S'il s'agit de faire jouer au l % le rôle de réassureur pour développer le marché locatif de logements à loyer intermédiaire, comme l'indique le Gouvernement, le système peut mieux fonctionner auprès des assureurs, car les risques assurantiels sont moindres. Mais, là encore, quelle est l'efficacité sociale du dispositif ? Qu'entendez-vous par loyer intermédiaire ? S'agit-il des nouveaux loyers conventionnés de l'Agence nationale pour l'amélioration de l'habitat, l'ANAH, qui peuvent atteindre 15 euros par mètre carré de surface utile, soit le double des loyers intermédiaires, notamment des loyers PLS du parc social ?

Nous souhaiterions avoir des éléments précis sur le contenu du cahier des charges et notamment sur les obligations sociales.

Pourquoi ne pas avoir tout simplement étendu le système du Locapass, qui fonctionne très bien, au lieu de faire un tel cadeau aux assureurs ?

Enfin, nous craignons qu'une telle extension du champ d'intervention du 1 % logement ne remette en cause son action auprès des locataires du parc social public qui, à travers le Locapass, bénéficient d'une aide non négligeable, tant sous la forme d'une avance gratuite pour le dépôt de garantie que pour les risques d'impayés de loyer.

Sur ce point, monsieur le ministre, nous vous demandons de nous confirmer que le Locapass sera bien maintenu pour les locataires du parc public.

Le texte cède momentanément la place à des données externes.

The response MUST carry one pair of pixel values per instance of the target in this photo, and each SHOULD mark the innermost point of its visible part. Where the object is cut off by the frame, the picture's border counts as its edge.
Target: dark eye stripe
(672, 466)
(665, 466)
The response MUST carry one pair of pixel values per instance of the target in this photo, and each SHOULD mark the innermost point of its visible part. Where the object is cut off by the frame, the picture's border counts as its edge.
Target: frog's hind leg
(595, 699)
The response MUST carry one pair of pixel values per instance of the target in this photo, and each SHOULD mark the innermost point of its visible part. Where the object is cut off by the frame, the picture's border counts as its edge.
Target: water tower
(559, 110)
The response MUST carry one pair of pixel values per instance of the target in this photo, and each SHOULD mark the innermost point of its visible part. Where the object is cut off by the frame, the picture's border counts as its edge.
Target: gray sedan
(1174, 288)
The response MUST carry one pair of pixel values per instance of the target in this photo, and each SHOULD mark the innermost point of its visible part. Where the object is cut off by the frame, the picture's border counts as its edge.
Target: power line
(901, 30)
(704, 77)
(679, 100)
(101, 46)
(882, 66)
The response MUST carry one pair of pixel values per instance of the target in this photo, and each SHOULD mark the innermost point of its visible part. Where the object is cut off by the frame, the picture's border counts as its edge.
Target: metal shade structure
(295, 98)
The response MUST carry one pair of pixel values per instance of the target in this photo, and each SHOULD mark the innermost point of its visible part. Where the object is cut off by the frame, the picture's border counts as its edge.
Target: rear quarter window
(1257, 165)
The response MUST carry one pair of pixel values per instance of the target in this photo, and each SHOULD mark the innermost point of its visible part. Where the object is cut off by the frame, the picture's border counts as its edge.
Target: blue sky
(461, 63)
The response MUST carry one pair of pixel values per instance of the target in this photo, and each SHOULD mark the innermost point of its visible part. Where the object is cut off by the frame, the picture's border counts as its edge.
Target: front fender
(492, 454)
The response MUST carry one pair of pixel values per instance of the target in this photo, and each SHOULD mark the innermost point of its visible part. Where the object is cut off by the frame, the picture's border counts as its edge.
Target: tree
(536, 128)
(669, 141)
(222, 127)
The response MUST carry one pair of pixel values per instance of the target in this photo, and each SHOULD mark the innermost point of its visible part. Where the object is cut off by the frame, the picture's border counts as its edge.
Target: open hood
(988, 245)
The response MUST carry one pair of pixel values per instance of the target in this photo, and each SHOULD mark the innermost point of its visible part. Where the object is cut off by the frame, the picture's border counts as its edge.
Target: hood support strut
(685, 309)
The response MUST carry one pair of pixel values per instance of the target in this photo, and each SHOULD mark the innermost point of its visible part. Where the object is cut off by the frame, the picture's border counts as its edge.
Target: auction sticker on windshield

Nous ne pensons pas qu'une logique assurantielle puisse constituer une réponse adaptée à la question du risque locatif.

Par ailleurs, nous ne pouvons pas accepter que toutes les règles du jeu soient renvoyées à un cahier des charges, lui aussi approuvé par décret, dont nous ne connaissons ni le contenu ni l'esprit.

Nous proposons donc de supprimer cet article, ainsi que deux autres relatifs au logement, en vous demandant trois mois de travail en commun avec les parlementaires qui se sont attelés à cette tâche afin de faire en sorte que le projet de loi « Habitat pour tous » ne soit pas dépouillé de trois des dispositifs susceptibles de lui conférer de l'envergure.